I have very limited skills and have tried to piece together the following, but I'm having no luck:
awk -F"\t" '{ for (i=1;i<=NF;i++) { l=length($i) ; if ( l > linesize[i] ) linesize[i]=l ; }} END \
{ for (l=1;l <= NF; l++) for (j=2;j<=NR;j++) printf "%d/t%d\n",NR==1($l),!(NR==$j&&NF==$l)="" ;; }'\
file_in.txt > file_out.txt
I've done extensive searching and have been unable to find anything that helps (I know for sure that some of the setting of the NR and NF is wrong, but I'm not sure how to fix it), so any help would be much appreciated. Thanks
It's long enough to do in pure awk
that it's easier to throw it all in a script file of its own instead of doing it as a one-liner:
#!/usr/bin/awk -f
BEGIN { FS = "\t" }
NR == 1 {
for (c = 1; c <= NF; c++)
headers[c] = $c
maxcol = NF
next
}
{
for (c = 1; c <= NF; c++)
if ($c != "")
results[c] = results[c] headers[c] "\t" $c "\n"
}
END {
for (c = 1; c <= maxcol; c++)
printf "%s", results[c]
}
Usage:
$ ./rowify.awk < input.tsv
column1 abc
column1 lmn
column1 xyz
column1 ghi
column2 def
column2 opq
column3 ghi
column3 rst
column3 abc
column3 jkl
column4 jki
column4 uvw
column4 def
This just appends each column name + column value as a new line in a string to the appropriate entry in an array, and then prints them all out at the end.

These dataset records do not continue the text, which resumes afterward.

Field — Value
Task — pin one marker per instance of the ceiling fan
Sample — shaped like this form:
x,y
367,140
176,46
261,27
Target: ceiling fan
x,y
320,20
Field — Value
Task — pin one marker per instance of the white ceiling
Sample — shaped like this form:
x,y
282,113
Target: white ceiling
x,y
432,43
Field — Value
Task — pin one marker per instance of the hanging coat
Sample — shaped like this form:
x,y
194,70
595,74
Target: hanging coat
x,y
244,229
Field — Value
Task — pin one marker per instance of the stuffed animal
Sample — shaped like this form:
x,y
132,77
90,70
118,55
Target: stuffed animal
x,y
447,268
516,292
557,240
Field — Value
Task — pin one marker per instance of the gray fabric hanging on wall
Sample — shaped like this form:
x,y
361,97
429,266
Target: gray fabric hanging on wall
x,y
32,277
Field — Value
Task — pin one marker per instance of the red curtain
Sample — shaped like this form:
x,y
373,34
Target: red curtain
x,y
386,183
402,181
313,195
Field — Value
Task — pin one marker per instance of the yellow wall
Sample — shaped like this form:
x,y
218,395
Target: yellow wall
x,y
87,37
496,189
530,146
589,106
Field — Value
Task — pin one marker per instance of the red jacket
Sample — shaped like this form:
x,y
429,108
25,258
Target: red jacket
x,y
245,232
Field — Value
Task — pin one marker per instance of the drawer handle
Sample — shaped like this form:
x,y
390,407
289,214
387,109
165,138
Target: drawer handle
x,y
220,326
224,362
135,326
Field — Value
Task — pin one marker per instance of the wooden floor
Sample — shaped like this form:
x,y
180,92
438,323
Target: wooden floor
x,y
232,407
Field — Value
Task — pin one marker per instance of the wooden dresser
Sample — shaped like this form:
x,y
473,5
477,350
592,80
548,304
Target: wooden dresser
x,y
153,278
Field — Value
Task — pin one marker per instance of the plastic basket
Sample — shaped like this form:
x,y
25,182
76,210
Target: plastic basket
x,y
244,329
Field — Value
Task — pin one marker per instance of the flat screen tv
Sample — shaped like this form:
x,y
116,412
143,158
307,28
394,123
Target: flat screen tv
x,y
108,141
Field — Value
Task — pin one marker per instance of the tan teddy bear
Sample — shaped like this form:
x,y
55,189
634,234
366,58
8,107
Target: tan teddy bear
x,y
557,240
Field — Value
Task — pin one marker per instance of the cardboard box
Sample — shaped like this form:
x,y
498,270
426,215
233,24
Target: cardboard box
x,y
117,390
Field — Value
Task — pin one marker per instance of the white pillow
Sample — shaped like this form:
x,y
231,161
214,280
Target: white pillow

Alternative one liner with awk
in combination with GNU datamash:
$ datamash --no-strict transpose < input.tsv | awk '{ for (c = 2; c <= NF; c++) if ($c != "N/A") print $1 "\t" $c }'
column1 abc
column1 lmn
column1 xyz
column1 ghi
column2 def
column2 opq
column3 ghi
column3 rst
column3 abc
column3 jkl
column4 jki
column4 uvw
column4 def
The transpose
command switches rows and columns, so lines looks like column1 abc lnm ...
and then the awk just splits that up into individual lines.